NASHVILLE, Tenn. (WKRN) – The Tennessee Department of Health has confirmed additional cases and deaths related to COVID-19 across the state on Thursday, October 15.
The health department reported 2,289 new cases, bringing the state to 222,827 total cases, a 1% day-to-day increase since Wednesday. Of the total cases, 212,116 are confirmed and 10,711 are probable.
Tennessee’s seven-day new cases average increased to 1,911 additional cases per day.
Of the 222,827 cases, 114,534 are female (51%), 106,445 are male (48%), and 1,848 are pending (1%).
TDH also confirmed 36 additional deaths, bringing Tennessee up to 2,864 total deaths.
Out of the confirmed positive cases, 200,164 are listed as inactive/recovered, an increase of 1,699 in the last 24 hours.
The number of total hospitalizations now sits at 9,416. There are 1,149 people currently hospitalized.
Tennessee has processed 3,257,952 tests with 3,035,125 negative results. The percentage for positive cases remains around 6.8%. Thursday’s update added 24,653 tests to the state’s total.
A member of Governor Bill Lee’s Executive Security Detail has tested positive for COVID-19.
The governor’s office released a statement Wednesday afternoon saying Lee is feeling well and has tested negative for COVID-19 but out of an abundance of caution, he is quarantining at home with the First Lady until further notice.
Late Wednesday afternoon, sources close to the First Lady told News 2 that she also had tested negative.
Doctors say they’ve seen a trend of COVID-19 cases growing in rural Tennessee.
“In these small communities, with a lot of covid activity, we’re seeing disease activity in the 100 to 200 new cases per 100 thousand people per day,” said Dr. David Aronoff, direct of the Division of Infectious Diseases at Vanderbilt Medical University Center. “Even though those counties don’t have as many people, those people are very effectively spreading COVID-19 from one person to another.”
Dr. Aronoff believes the increase in cases comes from the loosening of protocols like mask mandates.
“This pandemic is still very active and it’s very active because of silent transmission events,” Dr. Aronoff explained. “It’s active because people without symptoms, who do not know they are infected, are in fact infected with the SARS-CoV-2 virus and are capable of transmitting to other people.”

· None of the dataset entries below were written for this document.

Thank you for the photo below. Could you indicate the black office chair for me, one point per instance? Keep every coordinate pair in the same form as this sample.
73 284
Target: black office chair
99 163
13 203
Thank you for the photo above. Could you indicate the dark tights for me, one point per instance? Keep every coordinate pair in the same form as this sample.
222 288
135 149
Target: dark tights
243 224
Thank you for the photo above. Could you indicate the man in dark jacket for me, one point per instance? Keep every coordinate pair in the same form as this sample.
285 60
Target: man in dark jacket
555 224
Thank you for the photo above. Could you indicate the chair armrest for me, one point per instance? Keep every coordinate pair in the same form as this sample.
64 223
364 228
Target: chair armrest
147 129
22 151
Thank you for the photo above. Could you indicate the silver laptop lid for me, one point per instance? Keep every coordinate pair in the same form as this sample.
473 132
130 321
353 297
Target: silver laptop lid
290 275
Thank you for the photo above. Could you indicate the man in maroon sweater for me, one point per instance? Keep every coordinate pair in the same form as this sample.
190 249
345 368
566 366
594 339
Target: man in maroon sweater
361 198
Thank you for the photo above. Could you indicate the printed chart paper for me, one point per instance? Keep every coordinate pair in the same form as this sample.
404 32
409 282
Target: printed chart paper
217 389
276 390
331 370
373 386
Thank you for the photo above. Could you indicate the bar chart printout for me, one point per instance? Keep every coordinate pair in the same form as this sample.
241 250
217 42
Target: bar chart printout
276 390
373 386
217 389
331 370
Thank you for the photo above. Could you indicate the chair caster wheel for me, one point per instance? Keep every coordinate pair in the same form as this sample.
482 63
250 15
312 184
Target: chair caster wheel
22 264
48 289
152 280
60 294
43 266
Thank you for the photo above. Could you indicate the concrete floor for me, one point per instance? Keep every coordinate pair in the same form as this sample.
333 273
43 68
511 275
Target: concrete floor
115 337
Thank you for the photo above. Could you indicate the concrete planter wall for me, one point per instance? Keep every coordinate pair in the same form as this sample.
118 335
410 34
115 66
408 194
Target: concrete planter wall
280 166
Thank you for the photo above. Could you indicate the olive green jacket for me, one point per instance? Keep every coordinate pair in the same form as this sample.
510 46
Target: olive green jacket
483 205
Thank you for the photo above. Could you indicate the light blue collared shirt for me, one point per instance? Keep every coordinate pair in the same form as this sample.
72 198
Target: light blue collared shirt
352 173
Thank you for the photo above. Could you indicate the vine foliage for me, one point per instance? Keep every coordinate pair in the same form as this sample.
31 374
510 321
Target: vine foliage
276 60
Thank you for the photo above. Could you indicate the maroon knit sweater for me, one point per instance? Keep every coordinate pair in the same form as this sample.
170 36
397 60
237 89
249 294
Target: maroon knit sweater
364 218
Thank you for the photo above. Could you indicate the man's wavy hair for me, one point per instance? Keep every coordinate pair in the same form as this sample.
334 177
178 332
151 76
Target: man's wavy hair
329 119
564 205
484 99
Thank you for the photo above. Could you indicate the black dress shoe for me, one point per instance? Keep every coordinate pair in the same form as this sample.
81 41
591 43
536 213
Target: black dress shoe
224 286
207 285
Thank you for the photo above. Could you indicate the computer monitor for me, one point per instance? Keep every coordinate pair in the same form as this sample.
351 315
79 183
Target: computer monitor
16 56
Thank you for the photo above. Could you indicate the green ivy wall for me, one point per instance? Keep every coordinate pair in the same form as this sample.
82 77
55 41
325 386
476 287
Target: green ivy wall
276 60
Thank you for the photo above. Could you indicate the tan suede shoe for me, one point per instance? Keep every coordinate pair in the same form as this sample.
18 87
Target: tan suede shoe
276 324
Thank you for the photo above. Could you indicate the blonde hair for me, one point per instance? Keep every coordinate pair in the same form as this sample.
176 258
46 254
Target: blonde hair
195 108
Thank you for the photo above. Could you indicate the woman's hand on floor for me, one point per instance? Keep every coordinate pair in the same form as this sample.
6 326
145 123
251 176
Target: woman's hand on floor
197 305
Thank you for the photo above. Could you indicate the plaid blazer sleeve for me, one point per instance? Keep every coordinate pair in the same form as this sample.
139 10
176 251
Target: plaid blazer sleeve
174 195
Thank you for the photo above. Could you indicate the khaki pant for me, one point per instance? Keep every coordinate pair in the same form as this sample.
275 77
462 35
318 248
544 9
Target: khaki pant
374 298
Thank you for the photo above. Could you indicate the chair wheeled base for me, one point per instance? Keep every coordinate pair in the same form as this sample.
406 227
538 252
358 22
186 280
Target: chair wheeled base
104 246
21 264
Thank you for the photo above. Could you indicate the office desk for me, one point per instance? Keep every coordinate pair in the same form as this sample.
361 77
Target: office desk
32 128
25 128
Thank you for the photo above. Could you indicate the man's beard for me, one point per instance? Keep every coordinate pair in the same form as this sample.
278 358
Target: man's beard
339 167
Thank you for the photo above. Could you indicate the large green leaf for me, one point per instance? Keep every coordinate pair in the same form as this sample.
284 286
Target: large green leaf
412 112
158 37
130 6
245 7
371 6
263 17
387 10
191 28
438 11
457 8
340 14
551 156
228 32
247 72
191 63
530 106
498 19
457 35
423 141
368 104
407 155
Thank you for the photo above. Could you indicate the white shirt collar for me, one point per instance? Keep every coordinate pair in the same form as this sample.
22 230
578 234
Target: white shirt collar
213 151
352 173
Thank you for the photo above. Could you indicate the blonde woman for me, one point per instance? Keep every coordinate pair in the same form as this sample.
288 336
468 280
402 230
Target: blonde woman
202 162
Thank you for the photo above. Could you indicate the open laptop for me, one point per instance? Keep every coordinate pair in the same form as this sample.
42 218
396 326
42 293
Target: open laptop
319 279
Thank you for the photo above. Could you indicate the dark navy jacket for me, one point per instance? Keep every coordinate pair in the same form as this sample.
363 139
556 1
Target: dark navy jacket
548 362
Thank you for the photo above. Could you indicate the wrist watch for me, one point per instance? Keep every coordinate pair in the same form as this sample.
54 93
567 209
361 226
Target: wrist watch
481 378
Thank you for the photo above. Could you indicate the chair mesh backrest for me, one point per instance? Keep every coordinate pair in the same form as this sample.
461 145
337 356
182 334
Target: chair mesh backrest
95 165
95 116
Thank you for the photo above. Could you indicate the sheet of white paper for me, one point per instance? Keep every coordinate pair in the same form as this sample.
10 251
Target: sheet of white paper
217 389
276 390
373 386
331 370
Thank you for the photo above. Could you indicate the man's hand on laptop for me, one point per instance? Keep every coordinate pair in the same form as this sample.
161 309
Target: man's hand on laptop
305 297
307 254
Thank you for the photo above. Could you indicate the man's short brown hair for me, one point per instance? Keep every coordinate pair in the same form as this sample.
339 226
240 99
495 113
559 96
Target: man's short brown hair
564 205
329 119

An unpublished report prepared for the White House Coronavirus Task Force emphasizes the importance of wearing masks to slow the spread of COVID-19 in multiple “red zone” states, including Tennessee.
The information was revealed in a document, dated Oct. 4, obtained by the Center for Public Integrity, a nonprofit newsroom based in Washington D.C. The report, which is provided to governors across the United States, suggests 24 states are in the “red zone” for coronavirus cases.
Tennessee is currently ranked number 14 on the list, which is topped by states including North Dakota, South Dakota, and Wisconsin.
COVID-19 in Nashville
Earlier Thursday, Metro Public Health Department officials reported an increase of 54 COVID-19 cases in Davidson County, bringing the county’s total to 31,011.
During the city’s weekly COVID-19 news briefing Thursday morning, Nashville’s health director, Dr. Michael Caldwell announced 36 case clusters had been identified since Aug. 31. The list of coronavirus case clusters identified over the last two months in Nashville and Davidson County includes a volleyball tournament, two weddings, a karaoke bar, and a 7th-grade party among private school students.
The Metro Nashville Public Health Department is investigating a large gathering that drew thousands of people to downtown Nashville over the weekend.
Meharry Medical College CEO Dr. James Hildreth said the gathering had the markings of a super-spreader event.
“It’s one of the things we cringe when we see in terms of public health officials. We know that it’s a situation that is ideal for the spread of the virus and it’s unfortunate and hopefully, some things can be done to encourage people that when they’re going to be in a large crowd at least they should wear a mask,” said Dr. Hildreth.
Newly released dispatch calls gave a closer look at the “Let Us Worship” event held Sunday afternoon outside the Metro Courthouse. Video on social media showed thousands of people packed together with no social distancing or face masks.
The chairman of the Metro Coronavirus Task Force says he was “concerned” when he learned of a large gathering held outside of the Metro Courthouse in downtown Nashville over the weekend.